O esquema da "rachadinha" diz respeito ao ato de recolhimento de partes dos salários de alguns assessores que foram devolvidos naquela ocasião. O inquérito mostra que Queiroz era o responsável pela transação financeira que entrega esse dinheiro recolhido a Flávio Bolsonaro.

Estopim que gerou a investigação do Coaf sobre Queiroz

O órgão de inteligência financeira (Coaf) identificou movimentações atípicas na conta do ex PM relativas ao ano de 2016.

Diante das suspeitas, o Coaf acionou o Ministério Público do Rio de Janeiro que logo gerou a investigação do caso.

Naquela ocasião, o MP-RJ identificou as contas e a soma de R$ 140 mil de transferência bancária, mas não se sabia quem era o responsável pelos depósitos. Em 2018, a Promotoria recebeu um relatório do Coaf e do MP-RJ onde demonstra o cruzamento das informações, além do pedido de busca e apreensão.

No levantamento, há ainda o valor R$ 57 mil em depósitos feitos em 2016, porém a origem ainda não foi identificada. As suspeitas dos investigadores são que esse valor possa fazer parte de um outro grupo de ex assessores que participavam do esquema. O que consta também no relatório é a periodicidade de repasses com um período de até uma semana após o pagamento de salários na Assembleia Legislativa - Alerj.

Cerca de R$ 2 milhões foram repassados a Queiroz entre 2007 e 2008

Nas investigações, o MP-RJ identificou que somente os 13 ex assessores chegaram a repassar cerca de R$ 2 milhões a conta de Fabrício Queiroz. Para o MP-RJ, o esquema é ainda maior, pois nesse período os saques do ex PM foi de R$ 900 mil a mais do que foi identificado, ou seja, de R$ 2,9 milhões.
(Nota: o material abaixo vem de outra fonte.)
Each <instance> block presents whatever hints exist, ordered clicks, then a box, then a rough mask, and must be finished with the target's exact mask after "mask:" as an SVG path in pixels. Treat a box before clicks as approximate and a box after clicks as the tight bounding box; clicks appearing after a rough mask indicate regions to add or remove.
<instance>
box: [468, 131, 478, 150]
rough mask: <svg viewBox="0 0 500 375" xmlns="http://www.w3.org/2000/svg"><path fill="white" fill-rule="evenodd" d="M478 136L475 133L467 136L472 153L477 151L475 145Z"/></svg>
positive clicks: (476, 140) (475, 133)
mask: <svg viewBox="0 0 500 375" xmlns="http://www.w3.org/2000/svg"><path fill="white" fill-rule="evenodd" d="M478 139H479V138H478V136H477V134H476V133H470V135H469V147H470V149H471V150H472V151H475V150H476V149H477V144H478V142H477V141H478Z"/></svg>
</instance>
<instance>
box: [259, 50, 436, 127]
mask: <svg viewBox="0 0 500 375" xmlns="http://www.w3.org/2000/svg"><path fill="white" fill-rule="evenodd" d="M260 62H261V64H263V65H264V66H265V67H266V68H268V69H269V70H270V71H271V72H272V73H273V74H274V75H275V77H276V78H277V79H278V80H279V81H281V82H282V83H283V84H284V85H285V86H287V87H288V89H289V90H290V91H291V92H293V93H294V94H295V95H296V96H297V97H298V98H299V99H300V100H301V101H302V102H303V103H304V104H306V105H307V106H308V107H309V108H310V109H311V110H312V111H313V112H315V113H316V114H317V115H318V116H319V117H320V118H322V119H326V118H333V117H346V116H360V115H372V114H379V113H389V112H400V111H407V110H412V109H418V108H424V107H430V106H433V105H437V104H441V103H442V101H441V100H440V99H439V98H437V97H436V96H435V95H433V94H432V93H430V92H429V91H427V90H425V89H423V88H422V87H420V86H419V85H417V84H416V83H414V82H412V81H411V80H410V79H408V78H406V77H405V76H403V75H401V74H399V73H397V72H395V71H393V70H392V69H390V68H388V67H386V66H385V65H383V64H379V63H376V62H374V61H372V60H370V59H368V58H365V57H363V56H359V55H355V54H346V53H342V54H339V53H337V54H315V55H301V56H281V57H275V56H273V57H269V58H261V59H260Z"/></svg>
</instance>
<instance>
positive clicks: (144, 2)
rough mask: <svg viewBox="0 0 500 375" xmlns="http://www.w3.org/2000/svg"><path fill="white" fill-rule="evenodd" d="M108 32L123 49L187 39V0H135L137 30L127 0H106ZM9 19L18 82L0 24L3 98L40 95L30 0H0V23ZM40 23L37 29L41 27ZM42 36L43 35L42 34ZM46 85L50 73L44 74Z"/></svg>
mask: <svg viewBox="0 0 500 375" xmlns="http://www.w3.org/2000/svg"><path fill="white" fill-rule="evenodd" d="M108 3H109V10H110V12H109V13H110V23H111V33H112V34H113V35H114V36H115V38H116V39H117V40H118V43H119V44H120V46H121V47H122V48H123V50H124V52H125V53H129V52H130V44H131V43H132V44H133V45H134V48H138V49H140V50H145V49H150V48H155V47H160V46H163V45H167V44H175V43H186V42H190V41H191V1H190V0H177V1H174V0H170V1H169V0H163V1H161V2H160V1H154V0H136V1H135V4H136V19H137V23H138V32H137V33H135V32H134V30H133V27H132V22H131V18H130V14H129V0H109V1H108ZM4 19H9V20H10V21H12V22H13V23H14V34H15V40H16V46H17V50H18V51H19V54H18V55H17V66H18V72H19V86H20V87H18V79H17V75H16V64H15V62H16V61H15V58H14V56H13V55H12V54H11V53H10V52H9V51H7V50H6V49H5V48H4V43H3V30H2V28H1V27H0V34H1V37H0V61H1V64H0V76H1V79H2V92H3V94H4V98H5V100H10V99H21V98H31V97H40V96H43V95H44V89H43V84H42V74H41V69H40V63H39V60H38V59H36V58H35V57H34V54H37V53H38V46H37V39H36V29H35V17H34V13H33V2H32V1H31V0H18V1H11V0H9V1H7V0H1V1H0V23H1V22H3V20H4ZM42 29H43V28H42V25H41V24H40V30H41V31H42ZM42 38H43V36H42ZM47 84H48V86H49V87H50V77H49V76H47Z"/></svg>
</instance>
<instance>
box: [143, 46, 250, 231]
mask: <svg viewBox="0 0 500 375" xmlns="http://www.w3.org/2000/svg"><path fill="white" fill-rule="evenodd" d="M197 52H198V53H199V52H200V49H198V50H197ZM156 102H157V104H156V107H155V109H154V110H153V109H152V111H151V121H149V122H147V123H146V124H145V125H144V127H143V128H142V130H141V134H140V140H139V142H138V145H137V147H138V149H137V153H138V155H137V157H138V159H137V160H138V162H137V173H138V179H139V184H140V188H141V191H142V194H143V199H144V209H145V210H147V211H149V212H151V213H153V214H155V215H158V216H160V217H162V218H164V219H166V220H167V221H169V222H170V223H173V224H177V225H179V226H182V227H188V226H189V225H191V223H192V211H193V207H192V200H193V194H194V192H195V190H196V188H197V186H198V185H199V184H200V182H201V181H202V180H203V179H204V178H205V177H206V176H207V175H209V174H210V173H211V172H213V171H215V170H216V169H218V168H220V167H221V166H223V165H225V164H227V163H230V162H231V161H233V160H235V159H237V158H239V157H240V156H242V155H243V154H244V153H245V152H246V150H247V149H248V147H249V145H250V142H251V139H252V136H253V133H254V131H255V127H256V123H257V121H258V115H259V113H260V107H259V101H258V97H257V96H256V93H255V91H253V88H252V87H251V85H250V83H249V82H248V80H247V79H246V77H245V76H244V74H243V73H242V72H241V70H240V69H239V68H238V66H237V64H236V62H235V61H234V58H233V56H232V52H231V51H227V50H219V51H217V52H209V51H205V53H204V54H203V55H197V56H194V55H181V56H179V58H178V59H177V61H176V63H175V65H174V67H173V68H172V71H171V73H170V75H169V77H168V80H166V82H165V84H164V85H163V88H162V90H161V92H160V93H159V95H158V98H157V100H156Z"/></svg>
Para identificar a diferença nos valores, o juiz Itabaiana autorizou a quebra de sigilo bancário e fiscal de ex-funcionários da Assembleia do Rio, com isso os bancos ajudaram a identificar os que fizeram os depósitos. Houve cruzamento das informações e os dados que coincidiram com as informações foram incluídos no esquema de rachadinha.

Queiroz é encontrado na casa de advogado de Flávio

Queiroz foi procurado e logo foi encontrado na casa de um dos advogados de Flávio e Jair Bolsonaro, em Atibaia –SP. Quando o Ministério Público estava perto de denunciar os outros suspeitos, o Tribunal de Justiça concedeu a Flávio o direito ao foro privilegiado, com isso a investigação passa para a segunda instância sendo realizada pelo Órgão Especial e dispensando o juiz da primeira instância.
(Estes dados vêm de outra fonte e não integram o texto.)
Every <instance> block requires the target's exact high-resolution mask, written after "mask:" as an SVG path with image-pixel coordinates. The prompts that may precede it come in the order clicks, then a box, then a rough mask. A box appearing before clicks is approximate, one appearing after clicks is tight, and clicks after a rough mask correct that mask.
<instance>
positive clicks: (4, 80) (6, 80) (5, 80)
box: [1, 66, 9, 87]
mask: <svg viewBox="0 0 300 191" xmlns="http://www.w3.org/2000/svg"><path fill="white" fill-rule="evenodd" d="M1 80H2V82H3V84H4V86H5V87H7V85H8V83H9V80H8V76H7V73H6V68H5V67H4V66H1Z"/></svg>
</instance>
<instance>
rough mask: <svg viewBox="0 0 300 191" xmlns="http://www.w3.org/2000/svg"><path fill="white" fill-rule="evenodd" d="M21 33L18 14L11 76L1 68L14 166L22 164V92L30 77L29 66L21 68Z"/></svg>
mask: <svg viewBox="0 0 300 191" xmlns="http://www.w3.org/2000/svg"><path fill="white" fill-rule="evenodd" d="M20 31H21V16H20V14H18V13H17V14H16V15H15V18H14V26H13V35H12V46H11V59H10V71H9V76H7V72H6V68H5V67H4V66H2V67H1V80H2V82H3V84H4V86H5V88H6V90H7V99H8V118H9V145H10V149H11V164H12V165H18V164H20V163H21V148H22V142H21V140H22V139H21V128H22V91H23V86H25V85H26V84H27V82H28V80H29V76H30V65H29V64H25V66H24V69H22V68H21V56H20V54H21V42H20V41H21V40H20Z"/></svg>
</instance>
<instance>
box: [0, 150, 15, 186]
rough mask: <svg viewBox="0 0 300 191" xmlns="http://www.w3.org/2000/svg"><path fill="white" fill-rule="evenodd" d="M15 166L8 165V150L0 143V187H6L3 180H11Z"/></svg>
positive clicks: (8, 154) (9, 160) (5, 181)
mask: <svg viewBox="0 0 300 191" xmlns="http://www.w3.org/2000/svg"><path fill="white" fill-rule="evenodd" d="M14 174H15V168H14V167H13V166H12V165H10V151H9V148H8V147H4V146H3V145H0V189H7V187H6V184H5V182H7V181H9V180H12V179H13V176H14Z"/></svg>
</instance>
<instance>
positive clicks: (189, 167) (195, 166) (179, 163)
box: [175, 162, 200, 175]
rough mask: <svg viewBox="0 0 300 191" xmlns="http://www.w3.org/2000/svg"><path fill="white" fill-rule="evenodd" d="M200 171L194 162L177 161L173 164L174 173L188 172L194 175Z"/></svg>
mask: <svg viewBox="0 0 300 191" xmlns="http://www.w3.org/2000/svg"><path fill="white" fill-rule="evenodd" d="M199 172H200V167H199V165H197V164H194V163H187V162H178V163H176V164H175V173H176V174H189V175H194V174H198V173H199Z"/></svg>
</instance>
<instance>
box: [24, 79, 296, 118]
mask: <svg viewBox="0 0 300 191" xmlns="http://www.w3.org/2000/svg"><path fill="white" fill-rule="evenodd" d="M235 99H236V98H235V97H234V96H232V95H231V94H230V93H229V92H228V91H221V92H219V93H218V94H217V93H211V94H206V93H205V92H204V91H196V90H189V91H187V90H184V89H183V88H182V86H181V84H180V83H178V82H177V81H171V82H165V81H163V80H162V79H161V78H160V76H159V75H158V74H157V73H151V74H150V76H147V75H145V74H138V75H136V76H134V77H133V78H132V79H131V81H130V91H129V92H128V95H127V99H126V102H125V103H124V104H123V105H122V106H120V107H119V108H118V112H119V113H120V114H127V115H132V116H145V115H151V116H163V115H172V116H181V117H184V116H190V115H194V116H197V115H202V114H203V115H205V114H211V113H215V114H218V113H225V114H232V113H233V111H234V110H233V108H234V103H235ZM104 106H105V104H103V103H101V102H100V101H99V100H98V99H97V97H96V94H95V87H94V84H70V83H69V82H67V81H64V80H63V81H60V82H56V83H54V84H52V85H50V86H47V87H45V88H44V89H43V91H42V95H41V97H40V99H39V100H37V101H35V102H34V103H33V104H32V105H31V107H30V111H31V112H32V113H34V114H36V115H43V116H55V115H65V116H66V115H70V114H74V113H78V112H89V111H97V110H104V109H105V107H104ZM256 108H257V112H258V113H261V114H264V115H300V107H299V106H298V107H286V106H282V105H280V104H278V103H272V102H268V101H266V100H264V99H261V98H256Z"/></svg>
Por enquanto os desembargadores ainda não decidiram se irão anular ou não as provas colhidas com a autorização do juiz Flávio Itabaiana. No momento, o Ministério Público do RJ recorreu ao Supremo Tribunal Federal (STF) para que o quadro possa ser revertido.

Marinho diz que Queiroz foi obrigado a repassar senhas

O empresário Marinho informou que pegou uma conversa em 2018 em que o delegado informa sobre a Operação Furna da Onça e que a partir desse momento o clã Bolsonaro teve conhecimento. Logo, um amigo do Senador Flávio, Victor Granado pressionou para que Queiroz informasse as senhas das contas bancárias para então acessá-las e informar ao senador que o montante existente era superior ao que a imprensa informava.

Em entrevista à Folha, Marinho afirmou que Flávio foi avisado da operação e atualmente, ambos trocam acusações.